King's attack on U.S. Muslims: Head of CAIR says terrorism hearings will stoke fears
Published in New York Daily News, 2/28/2011
By Nihad Awad
Long Island Rep. Peter King's announcement that he will hold hearings on the alleged "radicalization" of American Muslims has sent a shudder through our community.
But understand: This response is not because of opposition to the concept of holding hearings on growing political and religious extremism of all stripes. We would support such hearings, provided they were balanced and fair.
We would support such hearings, if they were broadened to also examine what led someone to plant an IED on the parade route of this year's Martin Luther King Day parade in Spokane, Wash., and what caused U.S. hate groups to top 1,000 for the first time, according to Southern Poverty Law Center - then they would gain our support.
Rep. Bennie Thompson (D-Miss.), ranking member on the committee King chairs, asked him to expand the hearings to include "a broad-based examination of domestic extremist groups regardless of their ideological underpinnings." King refused.
In fact, our community's response to King's planned hearings is reasonable given his record of irresponsible and factually inaccurate remarks regarding America's Muslims.
King justifies his call for hearings with two often-repeated talking points: 1) that law enforcement officials tell him they received little or no cooperation from "Muslim leaders and imams," and 2) that "85%" of mosques in his state and nationwide are run by "radicals" who constitute "an enemy living amongst us."
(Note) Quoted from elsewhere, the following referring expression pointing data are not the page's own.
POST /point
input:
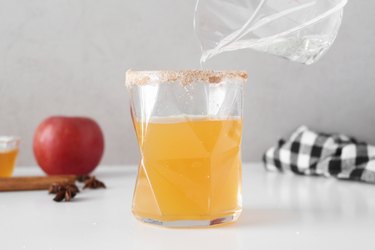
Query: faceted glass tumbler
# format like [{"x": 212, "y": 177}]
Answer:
[{"x": 189, "y": 127}]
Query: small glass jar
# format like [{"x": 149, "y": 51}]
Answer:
[
  {"x": 189, "y": 128},
  {"x": 9, "y": 147}
]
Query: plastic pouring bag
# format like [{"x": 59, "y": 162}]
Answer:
[{"x": 298, "y": 30}]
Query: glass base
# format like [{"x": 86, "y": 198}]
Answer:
[{"x": 191, "y": 223}]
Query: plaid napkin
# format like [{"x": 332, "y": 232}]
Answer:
[{"x": 310, "y": 153}]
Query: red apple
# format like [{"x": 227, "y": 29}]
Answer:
[{"x": 68, "y": 145}]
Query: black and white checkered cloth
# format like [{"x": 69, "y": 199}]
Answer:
[{"x": 310, "y": 153}]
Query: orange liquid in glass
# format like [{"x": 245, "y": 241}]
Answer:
[
  {"x": 191, "y": 170},
  {"x": 7, "y": 162}
]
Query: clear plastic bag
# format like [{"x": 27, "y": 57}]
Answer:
[{"x": 298, "y": 30}]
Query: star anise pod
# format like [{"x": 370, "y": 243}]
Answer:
[
  {"x": 63, "y": 191},
  {"x": 93, "y": 183}
]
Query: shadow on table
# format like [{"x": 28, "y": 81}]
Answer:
[
  {"x": 116, "y": 172},
  {"x": 264, "y": 217}
]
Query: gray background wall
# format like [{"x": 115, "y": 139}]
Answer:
[{"x": 69, "y": 57}]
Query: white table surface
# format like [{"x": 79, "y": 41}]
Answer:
[{"x": 281, "y": 211}]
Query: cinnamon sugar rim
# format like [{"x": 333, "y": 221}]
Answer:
[{"x": 182, "y": 76}]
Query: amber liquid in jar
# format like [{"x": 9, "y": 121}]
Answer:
[{"x": 7, "y": 161}]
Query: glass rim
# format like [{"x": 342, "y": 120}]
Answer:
[
  {"x": 9, "y": 142},
  {"x": 135, "y": 77}
]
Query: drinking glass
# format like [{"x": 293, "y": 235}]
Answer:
[{"x": 189, "y": 126}]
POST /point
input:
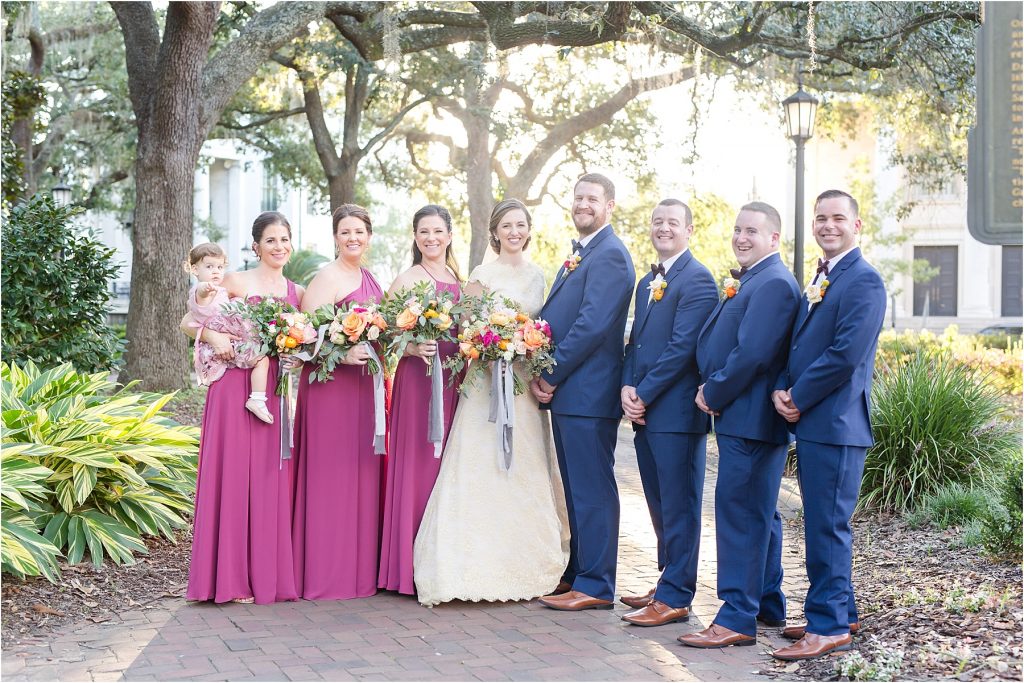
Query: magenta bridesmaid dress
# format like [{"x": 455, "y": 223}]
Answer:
[
  {"x": 336, "y": 528},
  {"x": 412, "y": 466},
  {"x": 242, "y": 534}
]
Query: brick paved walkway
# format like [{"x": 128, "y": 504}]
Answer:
[{"x": 391, "y": 637}]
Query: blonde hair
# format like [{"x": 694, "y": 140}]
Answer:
[{"x": 199, "y": 252}]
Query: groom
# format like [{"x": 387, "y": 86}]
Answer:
[{"x": 587, "y": 308}]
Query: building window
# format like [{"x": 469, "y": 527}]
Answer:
[
  {"x": 1013, "y": 274},
  {"x": 271, "y": 197},
  {"x": 940, "y": 292}
]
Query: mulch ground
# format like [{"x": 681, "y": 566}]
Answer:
[{"x": 947, "y": 612}]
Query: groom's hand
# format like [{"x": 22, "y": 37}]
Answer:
[
  {"x": 701, "y": 403},
  {"x": 538, "y": 390},
  {"x": 633, "y": 407}
]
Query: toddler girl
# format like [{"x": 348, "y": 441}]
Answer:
[{"x": 207, "y": 263}]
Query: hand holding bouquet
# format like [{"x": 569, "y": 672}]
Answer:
[{"x": 419, "y": 314}]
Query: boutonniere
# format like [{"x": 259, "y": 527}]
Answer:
[
  {"x": 730, "y": 287},
  {"x": 816, "y": 293},
  {"x": 656, "y": 288},
  {"x": 571, "y": 263}
]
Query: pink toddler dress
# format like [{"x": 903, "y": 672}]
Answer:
[{"x": 212, "y": 316}]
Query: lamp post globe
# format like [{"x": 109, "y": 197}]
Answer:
[
  {"x": 60, "y": 194},
  {"x": 801, "y": 109}
]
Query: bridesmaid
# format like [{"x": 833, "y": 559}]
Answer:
[
  {"x": 242, "y": 534},
  {"x": 412, "y": 466},
  {"x": 338, "y": 477}
]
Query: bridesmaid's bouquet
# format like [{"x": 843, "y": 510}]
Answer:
[
  {"x": 418, "y": 314},
  {"x": 294, "y": 330},
  {"x": 498, "y": 331},
  {"x": 261, "y": 316},
  {"x": 339, "y": 330}
]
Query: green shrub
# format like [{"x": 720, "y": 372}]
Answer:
[
  {"x": 954, "y": 505},
  {"x": 303, "y": 264},
  {"x": 1001, "y": 530},
  {"x": 997, "y": 359},
  {"x": 936, "y": 422},
  {"x": 87, "y": 468},
  {"x": 55, "y": 288}
]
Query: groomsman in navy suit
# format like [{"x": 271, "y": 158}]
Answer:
[
  {"x": 741, "y": 349},
  {"x": 587, "y": 308},
  {"x": 824, "y": 393},
  {"x": 659, "y": 380}
]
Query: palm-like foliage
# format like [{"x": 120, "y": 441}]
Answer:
[{"x": 87, "y": 468}]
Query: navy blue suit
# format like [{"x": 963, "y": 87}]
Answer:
[
  {"x": 832, "y": 359},
  {"x": 587, "y": 309},
  {"x": 740, "y": 351},
  {"x": 660, "y": 363}
]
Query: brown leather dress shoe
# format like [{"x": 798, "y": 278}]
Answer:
[
  {"x": 811, "y": 646},
  {"x": 574, "y": 601},
  {"x": 716, "y": 636},
  {"x": 638, "y": 601},
  {"x": 656, "y": 613},
  {"x": 797, "y": 632}
]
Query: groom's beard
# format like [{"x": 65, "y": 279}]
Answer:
[{"x": 588, "y": 223}]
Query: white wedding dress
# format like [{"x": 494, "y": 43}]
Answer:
[{"x": 486, "y": 534}]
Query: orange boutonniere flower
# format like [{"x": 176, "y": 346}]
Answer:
[
  {"x": 730, "y": 287},
  {"x": 816, "y": 293}
]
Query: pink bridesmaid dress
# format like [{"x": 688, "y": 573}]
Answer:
[
  {"x": 336, "y": 528},
  {"x": 412, "y": 467},
  {"x": 242, "y": 534}
]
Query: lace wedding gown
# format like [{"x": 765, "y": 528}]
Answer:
[{"x": 491, "y": 535}]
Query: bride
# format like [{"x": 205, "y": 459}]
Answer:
[{"x": 489, "y": 534}]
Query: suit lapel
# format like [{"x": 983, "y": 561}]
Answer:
[
  {"x": 563, "y": 274},
  {"x": 754, "y": 272},
  {"x": 805, "y": 311},
  {"x": 674, "y": 271}
]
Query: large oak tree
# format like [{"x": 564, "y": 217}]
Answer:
[{"x": 179, "y": 90}]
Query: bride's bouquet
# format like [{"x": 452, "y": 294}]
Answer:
[
  {"x": 339, "y": 330},
  {"x": 496, "y": 330}
]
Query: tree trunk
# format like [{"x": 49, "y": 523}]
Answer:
[
  {"x": 158, "y": 352},
  {"x": 342, "y": 184},
  {"x": 480, "y": 189}
]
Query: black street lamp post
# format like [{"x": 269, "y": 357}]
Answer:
[{"x": 800, "y": 108}]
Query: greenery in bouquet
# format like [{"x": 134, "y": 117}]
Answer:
[
  {"x": 418, "y": 314},
  {"x": 497, "y": 330},
  {"x": 346, "y": 327}
]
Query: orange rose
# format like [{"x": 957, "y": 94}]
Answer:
[
  {"x": 407, "y": 319},
  {"x": 534, "y": 338},
  {"x": 352, "y": 326}
]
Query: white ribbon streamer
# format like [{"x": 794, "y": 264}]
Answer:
[
  {"x": 435, "y": 424},
  {"x": 379, "y": 425},
  {"x": 503, "y": 409}
]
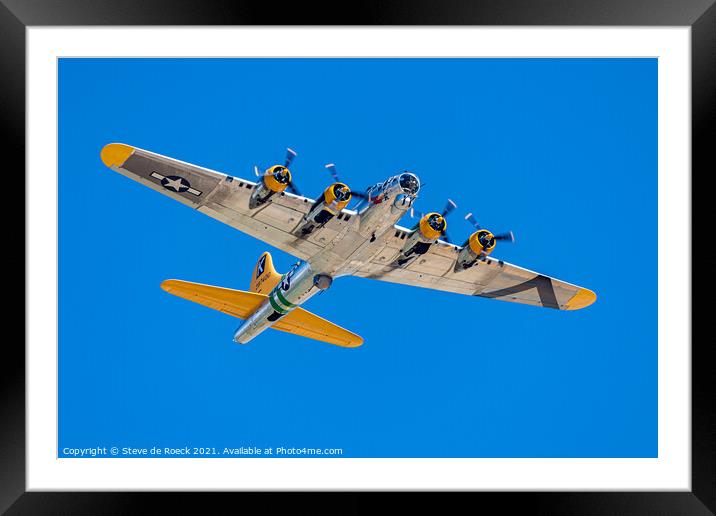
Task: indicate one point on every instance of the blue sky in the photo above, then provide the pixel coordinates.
(561, 151)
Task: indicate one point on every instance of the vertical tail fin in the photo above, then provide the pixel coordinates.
(264, 277)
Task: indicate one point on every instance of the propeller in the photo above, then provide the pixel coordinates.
(508, 236)
(449, 207)
(331, 167)
(290, 155)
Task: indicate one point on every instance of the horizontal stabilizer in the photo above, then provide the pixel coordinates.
(242, 304)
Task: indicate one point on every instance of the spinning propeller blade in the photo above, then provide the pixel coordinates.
(290, 154)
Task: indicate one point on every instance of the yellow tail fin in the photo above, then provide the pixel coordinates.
(264, 277)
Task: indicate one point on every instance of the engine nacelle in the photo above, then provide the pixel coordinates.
(480, 244)
(275, 180)
(430, 228)
(328, 205)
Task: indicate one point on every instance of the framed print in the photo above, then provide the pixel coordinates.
(264, 257)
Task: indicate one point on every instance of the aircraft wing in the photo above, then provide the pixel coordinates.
(491, 278)
(218, 195)
(242, 304)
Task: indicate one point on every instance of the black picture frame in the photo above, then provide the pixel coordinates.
(17, 15)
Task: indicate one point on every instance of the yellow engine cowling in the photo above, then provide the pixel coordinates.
(432, 226)
(277, 178)
(336, 197)
(480, 244)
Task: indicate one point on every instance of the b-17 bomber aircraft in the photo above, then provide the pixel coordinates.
(331, 241)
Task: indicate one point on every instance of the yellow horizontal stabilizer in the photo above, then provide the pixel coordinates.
(233, 302)
(241, 304)
(304, 323)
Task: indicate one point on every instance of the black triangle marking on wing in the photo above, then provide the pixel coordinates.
(544, 287)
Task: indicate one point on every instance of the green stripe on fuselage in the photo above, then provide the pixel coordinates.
(283, 299)
(275, 306)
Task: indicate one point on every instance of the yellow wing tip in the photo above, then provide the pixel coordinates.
(583, 298)
(355, 342)
(115, 154)
(168, 284)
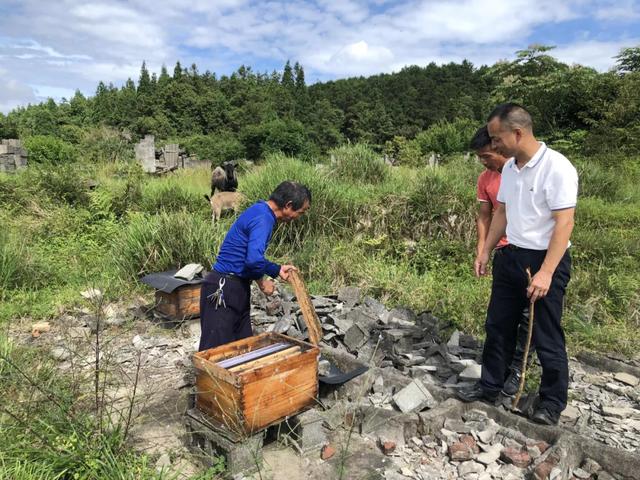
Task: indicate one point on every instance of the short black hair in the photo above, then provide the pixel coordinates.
(293, 192)
(481, 139)
(512, 115)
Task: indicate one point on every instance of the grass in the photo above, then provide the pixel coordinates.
(404, 235)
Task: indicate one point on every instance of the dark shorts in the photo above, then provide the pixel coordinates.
(226, 323)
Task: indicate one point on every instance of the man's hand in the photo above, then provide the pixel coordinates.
(540, 284)
(284, 271)
(480, 265)
(266, 286)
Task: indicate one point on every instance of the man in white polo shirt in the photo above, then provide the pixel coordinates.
(537, 200)
(487, 189)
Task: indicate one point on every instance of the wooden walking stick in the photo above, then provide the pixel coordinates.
(516, 399)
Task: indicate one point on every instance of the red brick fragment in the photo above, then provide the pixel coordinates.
(327, 452)
(388, 447)
(460, 452)
(519, 458)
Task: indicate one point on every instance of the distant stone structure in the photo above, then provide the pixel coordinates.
(12, 156)
(166, 159)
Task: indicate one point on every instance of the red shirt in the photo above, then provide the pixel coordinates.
(488, 186)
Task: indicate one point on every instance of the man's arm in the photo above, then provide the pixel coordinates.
(496, 232)
(483, 222)
(557, 246)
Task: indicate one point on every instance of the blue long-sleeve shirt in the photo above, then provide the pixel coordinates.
(242, 251)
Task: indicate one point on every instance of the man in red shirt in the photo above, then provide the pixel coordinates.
(488, 186)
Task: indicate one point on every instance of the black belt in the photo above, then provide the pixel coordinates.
(233, 276)
(520, 249)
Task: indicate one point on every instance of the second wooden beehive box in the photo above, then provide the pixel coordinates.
(248, 397)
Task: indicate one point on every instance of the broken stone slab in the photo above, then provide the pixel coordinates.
(375, 306)
(626, 378)
(454, 339)
(350, 296)
(355, 337)
(471, 372)
(491, 455)
(619, 412)
(465, 468)
(414, 397)
(400, 315)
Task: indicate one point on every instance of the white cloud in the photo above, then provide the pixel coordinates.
(621, 10)
(598, 55)
(13, 93)
(75, 44)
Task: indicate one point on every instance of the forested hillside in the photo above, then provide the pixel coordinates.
(406, 114)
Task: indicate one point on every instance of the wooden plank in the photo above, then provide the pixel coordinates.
(280, 395)
(253, 355)
(310, 357)
(308, 311)
(260, 362)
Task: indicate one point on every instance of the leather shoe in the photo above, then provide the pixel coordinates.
(545, 416)
(476, 392)
(512, 383)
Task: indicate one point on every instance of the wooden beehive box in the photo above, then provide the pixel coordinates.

Expert testimony and actual research paint a different picture.
In April 2008, FBI Director Robert Mueller told the U.S. House Judiciary Committee: "I reaffirm the fact that 99.9% of Muslim-Americans ... are every bit as patriotic as anybody else in this room, and that many of our cases are a result of the cooperation from the Muslim community in the United States."
Brian Michael Jenkins, a senior adviser at the nonpartisan RAND Corp., finds "an American [Muslim] population that remains hostile to jihadist ideology and its exhortations to violence."
A December 2010 Congressional Research Service report cites numerous examples of partnership between federal authorities and American Muslim communities.
Quintan Wiktorowicz, the new senior director for global engagement at the White House National Security Council, shattered stereotypes when his research found that very religious Muslims were in fact the most resistant to radicalization.
These are sources anyone can verify. On the other hand, King's "85%" claim is based solely on a comment made by one person speaking at a 1999 State Department forum. That individual never produced any evidence to back up his bizarre claim.